Nathan Aish is a family therapist with Mental Health America of San Diego, a non-profit and the country's first mental health advocacy organization. While he agrees that mental health professionals are overworked and services are under-staffed on a system-wide level, staging a strike the week before Christmas and the the end of a decade, when more people are taking stock of their lives, is particular difficult time for patients.
"This is our season for mental health. We tend to see a significant increase around the holidays. We see a significant rise in anxiety and depression, especially depression and suicidal thoughts," said Aish.
Kaiser said it will provide replacement mental health workers during the strike, but Aish said the disruption in continuity of care take a serious toll on patients.
"The last thing you want at Christmastime, if you are suicidal or depressed or have anxiety, is to have to talk to a person who does not know anything about you," said Aish.
FULL statement from Kaiser Permanente:
"Despite the National Union of Healthcare Workers’ (NUHW) decision to strike, it is important our Kaiser Permanente members know that our hospitals and medical offices remain open. Our commitment to patients comes first.
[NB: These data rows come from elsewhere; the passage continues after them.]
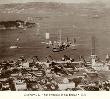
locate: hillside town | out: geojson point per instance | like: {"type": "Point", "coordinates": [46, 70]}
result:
{"type": "Point", "coordinates": [64, 75]}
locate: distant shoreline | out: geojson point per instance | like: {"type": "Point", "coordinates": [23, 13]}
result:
{"type": "Point", "coordinates": [15, 24]}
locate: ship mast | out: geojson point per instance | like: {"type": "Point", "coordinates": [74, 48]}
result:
{"type": "Point", "coordinates": [93, 46]}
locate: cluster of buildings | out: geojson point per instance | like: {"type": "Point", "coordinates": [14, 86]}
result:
{"type": "Point", "coordinates": [67, 74]}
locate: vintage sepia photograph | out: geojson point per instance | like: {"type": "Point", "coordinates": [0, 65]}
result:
{"type": "Point", "coordinates": [54, 45]}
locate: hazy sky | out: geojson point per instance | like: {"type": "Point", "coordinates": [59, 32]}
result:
{"type": "Point", "coordinates": [66, 1]}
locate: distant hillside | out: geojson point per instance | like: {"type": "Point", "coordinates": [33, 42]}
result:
{"type": "Point", "coordinates": [50, 6]}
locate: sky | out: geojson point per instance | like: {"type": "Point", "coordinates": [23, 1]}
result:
{"type": "Point", "coordinates": [64, 1]}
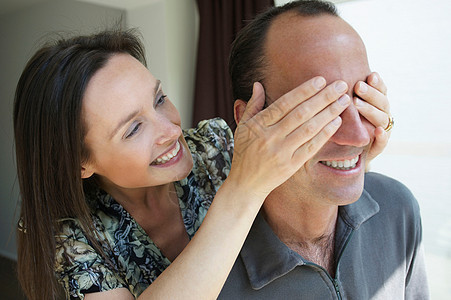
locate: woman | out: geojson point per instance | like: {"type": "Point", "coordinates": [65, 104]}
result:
{"type": "Point", "coordinates": [113, 192]}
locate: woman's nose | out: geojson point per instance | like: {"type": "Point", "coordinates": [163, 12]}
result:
{"type": "Point", "coordinates": [167, 131]}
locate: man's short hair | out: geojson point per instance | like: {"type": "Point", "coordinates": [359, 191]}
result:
{"type": "Point", "coordinates": [247, 61]}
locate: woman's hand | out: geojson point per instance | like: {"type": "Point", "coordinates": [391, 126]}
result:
{"type": "Point", "coordinates": [376, 109]}
{"type": "Point", "coordinates": [272, 144]}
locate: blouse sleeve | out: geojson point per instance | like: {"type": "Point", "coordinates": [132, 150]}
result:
{"type": "Point", "coordinates": [79, 267]}
{"type": "Point", "coordinates": [211, 144]}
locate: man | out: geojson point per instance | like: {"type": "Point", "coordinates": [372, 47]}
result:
{"type": "Point", "coordinates": [331, 231]}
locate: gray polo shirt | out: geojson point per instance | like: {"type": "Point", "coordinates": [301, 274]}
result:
{"type": "Point", "coordinates": [378, 254]}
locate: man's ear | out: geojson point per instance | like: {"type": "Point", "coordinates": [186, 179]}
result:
{"type": "Point", "coordinates": [238, 109]}
{"type": "Point", "coordinates": [86, 171]}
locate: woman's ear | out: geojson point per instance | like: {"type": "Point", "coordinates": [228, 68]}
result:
{"type": "Point", "coordinates": [238, 109]}
{"type": "Point", "coordinates": [86, 171]}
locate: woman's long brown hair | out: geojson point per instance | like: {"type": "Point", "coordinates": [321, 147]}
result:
{"type": "Point", "coordinates": [49, 140]}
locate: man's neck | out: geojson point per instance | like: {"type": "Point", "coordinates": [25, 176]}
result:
{"type": "Point", "coordinates": [304, 225]}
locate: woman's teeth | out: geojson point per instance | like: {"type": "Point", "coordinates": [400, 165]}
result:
{"type": "Point", "coordinates": [342, 164]}
{"type": "Point", "coordinates": [168, 156]}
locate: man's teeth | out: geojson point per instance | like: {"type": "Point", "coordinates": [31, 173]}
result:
{"type": "Point", "coordinates": [168, 156]}
{"type": "Point", "coordinates": [342, 164]}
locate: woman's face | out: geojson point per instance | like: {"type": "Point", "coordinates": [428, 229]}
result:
{"type": "Point", "coordinates": [133, 130]}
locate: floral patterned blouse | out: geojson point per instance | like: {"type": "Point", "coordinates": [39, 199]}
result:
{"type": "Point", "coordinates": [134, 260]}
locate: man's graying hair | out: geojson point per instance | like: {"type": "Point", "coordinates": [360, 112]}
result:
{"type": "Point", "coordinates": [247, 60]}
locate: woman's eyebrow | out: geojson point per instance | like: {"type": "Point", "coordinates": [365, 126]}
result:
{"type": "Point", "coordinates": [134, 113]}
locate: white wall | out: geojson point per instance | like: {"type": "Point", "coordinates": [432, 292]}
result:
{"type": "Point", "coordinates": [19, 33]}
{"type": "Point", "coordinates": [170, 31]}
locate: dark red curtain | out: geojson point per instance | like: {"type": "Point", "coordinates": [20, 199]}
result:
{"type": "Point", "coordinates": [220, 20]}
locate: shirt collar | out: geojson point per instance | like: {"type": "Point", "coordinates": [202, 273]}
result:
{"type": "Point", "coordinates": [267, 258]}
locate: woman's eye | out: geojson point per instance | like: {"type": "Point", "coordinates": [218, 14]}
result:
{"type": "Point", "coordinates": [133, 131]}
{"type": "Point", "coordinates": [161, 99]}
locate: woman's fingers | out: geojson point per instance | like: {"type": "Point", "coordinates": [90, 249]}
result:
{"type": "Point", "coordinates": [380, 141]}
{"type": "Point", "coordinates": [373, 103]}
{"type": "Point", "coordinates": [304, 112]}
{"type": "Point", "coordinates": [376, 116]}
{"type": "Point", "coordinates": [311, 147]}
{"type": "Point", "coordinates": [313, 126]}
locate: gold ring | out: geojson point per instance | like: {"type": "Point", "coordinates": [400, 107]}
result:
{"type": "Point", "coordinates": [391, 122]}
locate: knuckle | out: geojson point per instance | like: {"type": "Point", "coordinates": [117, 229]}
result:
{"type": "Point", "coordinates": [309, 128]}
{"type": "Point", "coordinates": [301, 112]}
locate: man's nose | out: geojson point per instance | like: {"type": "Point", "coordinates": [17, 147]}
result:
{"type": "Point", "coordinates": [352, 131]}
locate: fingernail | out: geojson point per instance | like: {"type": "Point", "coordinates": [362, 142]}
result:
{"type": "Point", "coordinates": [341, 86]}
{"type": "Point", "coordinates": [363, 88]}
{"type": "Point", "coordinates": [336, 121]}
{"type": "Point", "coordinates": [319, 82]}
{"type": "Point", "coordinates": [358, 102]}
{"type": "Point", "coordinates": [375, 80]}
{"type": "Point", "coordinates": [344, 100]}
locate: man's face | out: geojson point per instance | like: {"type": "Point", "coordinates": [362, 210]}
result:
{"type": "Point", "coordinates": [297, 49]}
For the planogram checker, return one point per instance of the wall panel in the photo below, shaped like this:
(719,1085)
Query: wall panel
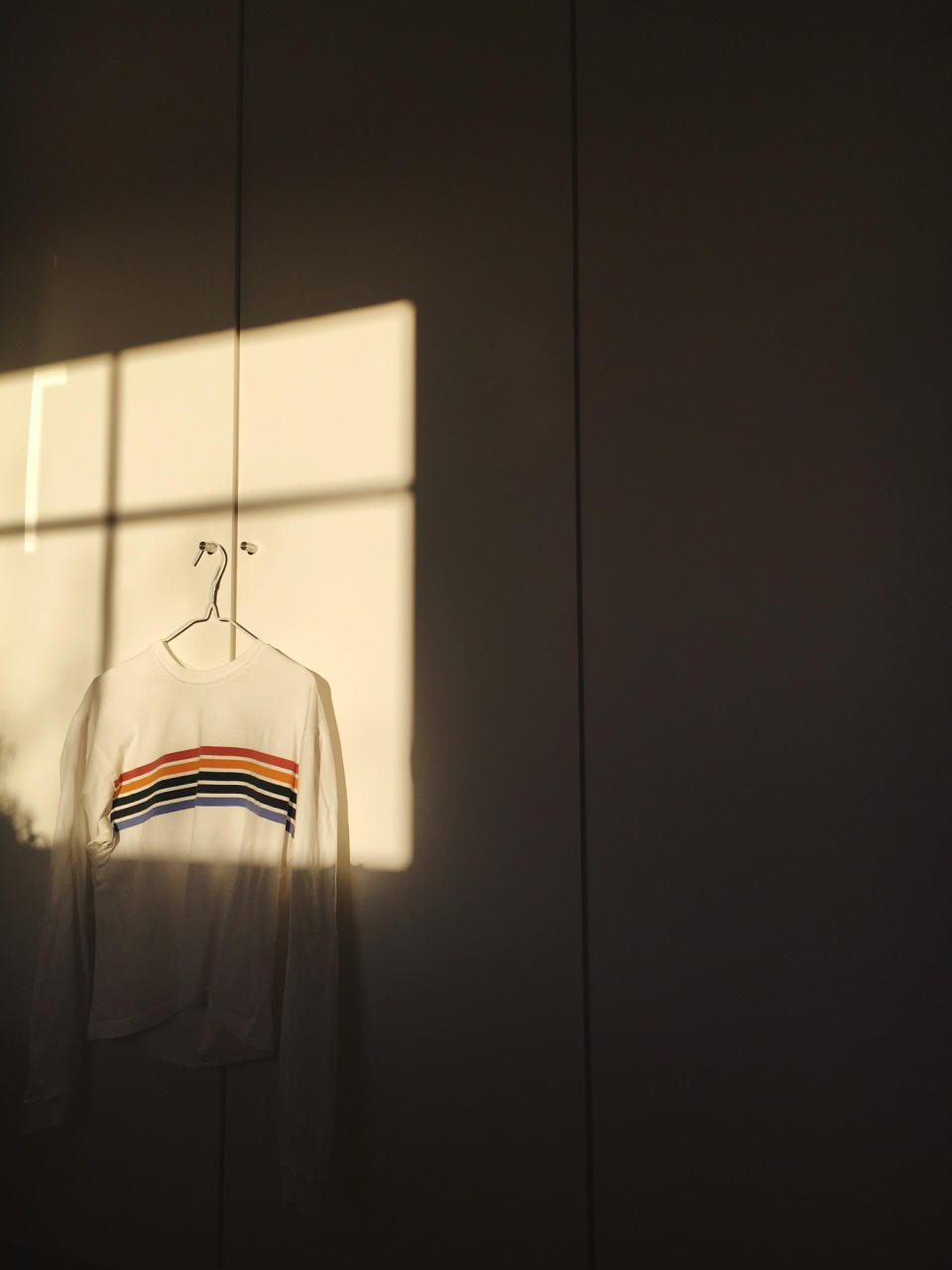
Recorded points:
(765,399)
(421,157)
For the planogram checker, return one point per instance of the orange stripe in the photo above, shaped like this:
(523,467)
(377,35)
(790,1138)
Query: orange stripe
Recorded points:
(222,763)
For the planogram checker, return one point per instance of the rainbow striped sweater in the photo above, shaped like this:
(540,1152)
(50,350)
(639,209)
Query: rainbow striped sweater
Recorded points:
(191,894)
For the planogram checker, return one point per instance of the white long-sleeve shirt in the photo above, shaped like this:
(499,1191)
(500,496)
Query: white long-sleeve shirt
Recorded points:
(191,894)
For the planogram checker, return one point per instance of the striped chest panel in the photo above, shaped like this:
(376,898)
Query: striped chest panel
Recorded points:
(208,776)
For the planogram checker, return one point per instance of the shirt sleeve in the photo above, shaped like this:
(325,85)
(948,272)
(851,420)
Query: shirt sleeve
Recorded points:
(308,1021)
(62,982)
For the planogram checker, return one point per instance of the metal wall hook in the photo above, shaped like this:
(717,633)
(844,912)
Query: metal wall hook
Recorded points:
(208,547)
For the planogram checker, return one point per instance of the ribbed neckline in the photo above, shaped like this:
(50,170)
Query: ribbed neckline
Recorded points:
(202,675)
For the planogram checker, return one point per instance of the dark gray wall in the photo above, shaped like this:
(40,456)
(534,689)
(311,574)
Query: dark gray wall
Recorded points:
(763,204)
(762,263)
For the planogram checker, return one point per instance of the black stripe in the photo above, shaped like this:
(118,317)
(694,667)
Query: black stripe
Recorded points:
(190,779)
(191,790)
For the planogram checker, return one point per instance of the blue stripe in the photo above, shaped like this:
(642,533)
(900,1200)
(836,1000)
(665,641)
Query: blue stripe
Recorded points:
(164,808)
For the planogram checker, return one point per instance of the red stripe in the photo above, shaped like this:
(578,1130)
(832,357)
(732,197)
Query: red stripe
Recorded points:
(177,754)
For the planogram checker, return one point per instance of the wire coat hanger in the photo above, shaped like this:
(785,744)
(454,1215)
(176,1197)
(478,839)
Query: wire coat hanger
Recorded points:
(213,590)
We are working hard to deliver the high-quality care and services members and patients need. Anyone in need of urgent mental health or other care will receive the services they require. If necessary, we will call members to reschedule some nonurgent appointments. We apologize for any inconvenience caused by this unnecessary strike.
We have been jointly working with an external, neutral mediator to help us reach a collective bargaining agreement with the NUHW. The mediator recently delivered a proposed compromise to both sides that we are seriously considering; however, the union has rejected it and announced plans to strike instead of working through the mediation process.
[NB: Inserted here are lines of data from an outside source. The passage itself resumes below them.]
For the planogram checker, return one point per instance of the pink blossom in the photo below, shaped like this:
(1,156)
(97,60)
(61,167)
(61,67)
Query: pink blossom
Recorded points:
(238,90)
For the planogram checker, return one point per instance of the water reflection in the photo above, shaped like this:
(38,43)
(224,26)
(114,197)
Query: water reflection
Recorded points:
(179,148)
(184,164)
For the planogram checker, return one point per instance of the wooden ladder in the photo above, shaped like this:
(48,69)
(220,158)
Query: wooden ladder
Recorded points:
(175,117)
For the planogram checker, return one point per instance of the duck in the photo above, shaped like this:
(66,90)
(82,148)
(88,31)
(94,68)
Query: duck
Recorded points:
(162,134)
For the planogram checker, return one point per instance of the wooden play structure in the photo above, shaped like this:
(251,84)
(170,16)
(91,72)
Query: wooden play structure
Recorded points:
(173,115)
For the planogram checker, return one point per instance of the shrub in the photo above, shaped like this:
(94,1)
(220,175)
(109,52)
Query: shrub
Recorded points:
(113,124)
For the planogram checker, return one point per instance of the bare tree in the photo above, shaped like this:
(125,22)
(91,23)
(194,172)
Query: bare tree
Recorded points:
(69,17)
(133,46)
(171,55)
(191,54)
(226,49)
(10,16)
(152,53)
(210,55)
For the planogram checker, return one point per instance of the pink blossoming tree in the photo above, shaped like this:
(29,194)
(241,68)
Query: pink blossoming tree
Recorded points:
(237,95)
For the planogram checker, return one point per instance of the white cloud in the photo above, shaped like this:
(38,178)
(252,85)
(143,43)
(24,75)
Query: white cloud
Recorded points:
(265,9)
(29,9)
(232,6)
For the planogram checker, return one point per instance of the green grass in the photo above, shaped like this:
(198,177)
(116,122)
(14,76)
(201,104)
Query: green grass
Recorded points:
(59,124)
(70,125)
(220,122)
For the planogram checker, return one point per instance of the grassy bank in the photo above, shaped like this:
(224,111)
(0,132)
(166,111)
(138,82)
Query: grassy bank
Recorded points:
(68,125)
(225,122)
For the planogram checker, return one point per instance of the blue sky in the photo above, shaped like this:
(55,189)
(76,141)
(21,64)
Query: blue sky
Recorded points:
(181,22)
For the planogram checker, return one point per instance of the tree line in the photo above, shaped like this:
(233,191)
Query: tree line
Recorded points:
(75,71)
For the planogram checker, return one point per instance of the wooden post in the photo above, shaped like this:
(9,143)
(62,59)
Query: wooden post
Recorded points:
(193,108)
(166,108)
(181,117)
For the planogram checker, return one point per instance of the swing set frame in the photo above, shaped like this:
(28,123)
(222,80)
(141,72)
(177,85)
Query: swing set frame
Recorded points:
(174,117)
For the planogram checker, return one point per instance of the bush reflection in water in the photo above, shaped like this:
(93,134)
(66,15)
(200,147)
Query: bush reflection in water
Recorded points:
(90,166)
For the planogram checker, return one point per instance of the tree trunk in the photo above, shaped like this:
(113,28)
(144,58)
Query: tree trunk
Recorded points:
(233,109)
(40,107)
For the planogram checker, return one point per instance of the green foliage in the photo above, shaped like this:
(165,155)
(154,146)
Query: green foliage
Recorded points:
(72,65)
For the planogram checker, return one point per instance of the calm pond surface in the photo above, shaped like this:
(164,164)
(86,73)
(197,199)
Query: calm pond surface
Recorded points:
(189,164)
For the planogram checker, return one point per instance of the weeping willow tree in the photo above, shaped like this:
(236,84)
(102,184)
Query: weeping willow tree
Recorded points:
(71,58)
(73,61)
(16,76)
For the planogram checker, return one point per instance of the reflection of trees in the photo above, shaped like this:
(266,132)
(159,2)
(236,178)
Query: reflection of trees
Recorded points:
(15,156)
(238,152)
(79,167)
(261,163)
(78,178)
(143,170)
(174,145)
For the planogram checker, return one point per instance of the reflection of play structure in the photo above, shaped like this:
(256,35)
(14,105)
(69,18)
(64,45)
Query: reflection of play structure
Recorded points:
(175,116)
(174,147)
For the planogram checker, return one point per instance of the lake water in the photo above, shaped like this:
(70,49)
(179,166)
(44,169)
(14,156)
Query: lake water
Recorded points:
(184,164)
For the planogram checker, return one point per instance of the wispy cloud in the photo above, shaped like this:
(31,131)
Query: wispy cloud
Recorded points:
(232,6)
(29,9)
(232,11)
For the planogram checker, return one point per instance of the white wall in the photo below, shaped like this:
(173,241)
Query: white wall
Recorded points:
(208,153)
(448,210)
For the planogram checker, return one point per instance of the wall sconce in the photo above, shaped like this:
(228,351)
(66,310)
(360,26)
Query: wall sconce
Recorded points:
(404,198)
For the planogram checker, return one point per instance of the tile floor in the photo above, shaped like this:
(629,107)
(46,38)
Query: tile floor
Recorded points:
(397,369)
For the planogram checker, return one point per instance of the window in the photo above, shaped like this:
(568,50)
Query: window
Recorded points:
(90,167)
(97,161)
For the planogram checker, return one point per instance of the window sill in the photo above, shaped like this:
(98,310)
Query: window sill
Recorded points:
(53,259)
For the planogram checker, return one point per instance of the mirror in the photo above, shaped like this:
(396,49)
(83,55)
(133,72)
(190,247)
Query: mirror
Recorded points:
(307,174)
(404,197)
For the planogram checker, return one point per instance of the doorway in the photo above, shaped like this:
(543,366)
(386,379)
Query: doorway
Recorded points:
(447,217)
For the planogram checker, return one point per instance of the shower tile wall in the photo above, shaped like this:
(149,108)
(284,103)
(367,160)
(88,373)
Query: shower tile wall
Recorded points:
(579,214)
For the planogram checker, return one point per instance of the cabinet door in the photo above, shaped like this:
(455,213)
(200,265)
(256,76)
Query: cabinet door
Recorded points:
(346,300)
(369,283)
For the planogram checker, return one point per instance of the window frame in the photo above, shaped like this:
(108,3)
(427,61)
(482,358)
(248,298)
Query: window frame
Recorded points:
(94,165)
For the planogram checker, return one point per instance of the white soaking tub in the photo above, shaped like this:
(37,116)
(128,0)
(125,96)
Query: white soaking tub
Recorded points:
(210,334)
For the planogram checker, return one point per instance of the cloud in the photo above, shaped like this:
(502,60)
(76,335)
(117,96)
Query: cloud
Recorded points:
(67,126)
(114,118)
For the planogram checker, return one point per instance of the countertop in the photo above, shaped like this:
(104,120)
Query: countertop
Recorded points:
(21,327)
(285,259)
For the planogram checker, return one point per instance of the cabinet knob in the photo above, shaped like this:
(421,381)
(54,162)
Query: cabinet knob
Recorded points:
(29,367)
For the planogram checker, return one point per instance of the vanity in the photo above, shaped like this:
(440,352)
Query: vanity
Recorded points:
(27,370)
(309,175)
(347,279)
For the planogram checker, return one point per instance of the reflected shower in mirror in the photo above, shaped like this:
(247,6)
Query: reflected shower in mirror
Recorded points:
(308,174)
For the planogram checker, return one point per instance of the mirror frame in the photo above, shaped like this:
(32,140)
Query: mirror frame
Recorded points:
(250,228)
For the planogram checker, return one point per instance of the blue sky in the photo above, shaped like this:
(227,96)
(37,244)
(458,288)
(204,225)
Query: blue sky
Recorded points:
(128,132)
This is NUHW’s sixth noticed strike within a single year. We believe that NUHW’s repeated call for short strikes is disruptive to patient access, operational care, and service and is frankly irresponsible. Although Kaiser Permanente will make every effort to minimize patient disruption, we are again forced to devote valuable resources needed elsewhere in our organization to instead address the continuity of care and our operations while these employees strike.
A strike does nothing to help our important work to advance care, nor does it help us achieve a mutually beneficial contract. All it does is put our members in the middle of bargaining, which is not fair to them, especially during the holidays when rates of depression can spike and our patients are counting on their caregivers to be there.
Rather than calling for a strike, we ask that NUHW’s leadership continue to engage with the mediator and Kaiser Permanente to resolve these issues."